Nous sommes ici de l’avis de Macaulay. Nous reconnaissons volontiers avec lui que Burnet ne se montra « ni cupide, ni poltron, » et qu’une vanité irréfléchie, lorsque par hasard elle est jointe à des talens réels, ne suffit pas pour dégrader un caractère. Toutefois, on en conviendra, la figure qui vient de passer sous nos yeux, ainsi traitée par un indulgent burin, n’est pas celle de l’homme qu’on voudrait voir au chevet d’un grand pécheur repentant. Et si après la mort de ce pécheur le prêtre qui vient de l’assister se hâte de mettre sous presse, de livrer au public le récit de la conversion obtenue, — récit rendu plus piquant par la biographie très complète de la brebis qu’il a ramenée au bercail, — ne trouvera-t-il pas bien des gens peu empressés à reconnaître qu’il avait qualité pour accomplir le miracle dont il se targue si haut ? Nous laissons à chacun de nos lecteurs le soin de répondre.

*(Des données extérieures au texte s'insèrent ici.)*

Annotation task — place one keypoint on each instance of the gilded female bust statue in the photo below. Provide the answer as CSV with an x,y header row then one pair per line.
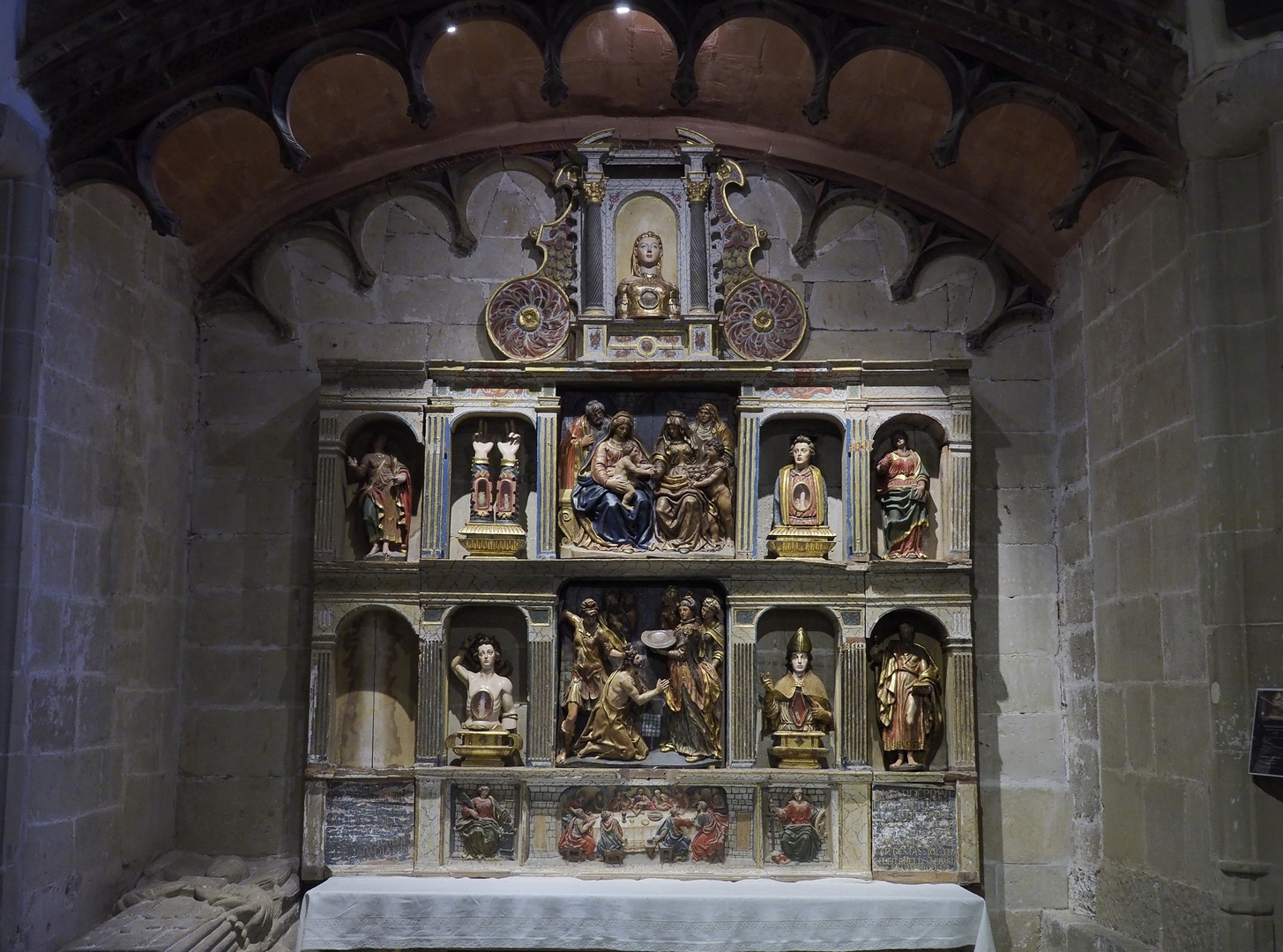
x,y
645,293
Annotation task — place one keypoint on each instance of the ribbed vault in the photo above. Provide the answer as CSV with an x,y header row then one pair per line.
x,y
1007,131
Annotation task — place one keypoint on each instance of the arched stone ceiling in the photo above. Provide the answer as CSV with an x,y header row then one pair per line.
x,y
849,93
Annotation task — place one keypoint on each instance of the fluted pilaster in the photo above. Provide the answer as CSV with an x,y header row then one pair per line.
x,y
430,715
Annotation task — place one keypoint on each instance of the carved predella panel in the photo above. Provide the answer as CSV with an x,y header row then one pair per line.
x,y
631,827
798,825
367,822
915,829
484,820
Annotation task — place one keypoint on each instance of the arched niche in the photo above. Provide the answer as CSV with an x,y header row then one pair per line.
x,y
640,213
377,690
507,625
927,438
775,628
494,428
633,608
930,636
777,434
358,442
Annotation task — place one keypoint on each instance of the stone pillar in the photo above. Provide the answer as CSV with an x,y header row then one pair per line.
x,y
959,489
332,462
739,729
546,484
436,484
697,195
543,711
854,693
322,697
960,703
856,492
593,290
312,859
746,485
25,203
430,711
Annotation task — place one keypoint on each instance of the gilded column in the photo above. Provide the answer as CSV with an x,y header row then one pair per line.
x,y
430,715
330,470
746,487
593,290
543,714
859,507
697,195
546,484
739,730
322,692
960,703
960,487
854,684
436,484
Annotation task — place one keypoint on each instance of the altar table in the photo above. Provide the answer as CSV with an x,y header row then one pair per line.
x,y
639,915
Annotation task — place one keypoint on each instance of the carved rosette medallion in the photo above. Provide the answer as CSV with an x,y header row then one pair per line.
x,y
527,318
764,320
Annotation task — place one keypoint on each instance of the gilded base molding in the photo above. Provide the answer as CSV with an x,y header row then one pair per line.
x,y
484,748
800,541
800,749
493,539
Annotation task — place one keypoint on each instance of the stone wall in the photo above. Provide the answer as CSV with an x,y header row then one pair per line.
x,y
1128,524
92,785
245,679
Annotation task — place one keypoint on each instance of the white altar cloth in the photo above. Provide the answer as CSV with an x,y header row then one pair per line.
x,y
639,915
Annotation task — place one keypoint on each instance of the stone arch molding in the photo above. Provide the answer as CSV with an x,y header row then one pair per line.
x,y
348,230
330,617
1104,152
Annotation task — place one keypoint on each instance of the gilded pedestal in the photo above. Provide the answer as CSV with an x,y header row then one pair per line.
x,y
493,539
484,748
800,749
800,541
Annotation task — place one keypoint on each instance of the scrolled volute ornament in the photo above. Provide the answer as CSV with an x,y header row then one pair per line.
x,y
762,318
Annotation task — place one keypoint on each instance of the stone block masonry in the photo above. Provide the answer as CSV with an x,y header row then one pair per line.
x,y
93,761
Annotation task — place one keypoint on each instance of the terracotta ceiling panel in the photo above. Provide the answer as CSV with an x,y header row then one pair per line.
x,y
888,103
757,71
487,72
348,107
1018,160
619,63
216,168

Quoi qu’il en soit, nous possédons, grâce à Burnet, une Vie et Mort de Wilmot, qui, dans les bonnes bibliothèques, prend place à côté de l’Histoire de mon Temps, l’écrit le plus important de l’érudit prédicateur[1]. Dans cet ouvrage curieux, Gilbert Burnet admet lui-même que les inquiétudes premières de Rochester ne furent ni profondes, ni durables ; elles allaient et venaient comme les accès de souffrance physique dont les habitudes intempérantes du jeune athée provoquaient à chaque instant le retour, et dont triomphait bientôt sa constitution naturellement vigoureuse. « Il était contrit d’avoir dégradé son caractère, endommagé sa santé, » dit avec une candeur parfaite le promoteur de cette conversion remarquable ; « mais il ne ressentait encore ni aucune conviction sincère d’avoir péché contre Dieu, ni regret aucun d’avoir violé les lois divines ou offensé la majesté suprême. S’il admettait volontiers près de lui, à la requête de ses amis, quelques ecclésiastiques envoyés par eux, ce n’était ni qu’il espérât d’eux aucune consolation, ni qu’il voulût tirer parti de leurs enseignemens. Quand il sollicitait leurs prières,

  1. Ceux de nos lecteurs que, la longueur pédante du premier de ces ouvrages pourrait d’avance effrayer nous sauront sans doute gré de les avertir qu’il en existe un résumé très complet dans un ouvrage intitulé les Infidèles convertis (the Converts of Infidelity), par Andrew Crichton, lequel fait partie de la collection publiée à Edimbourg, de 1825 à 1830, par le libraire Constable.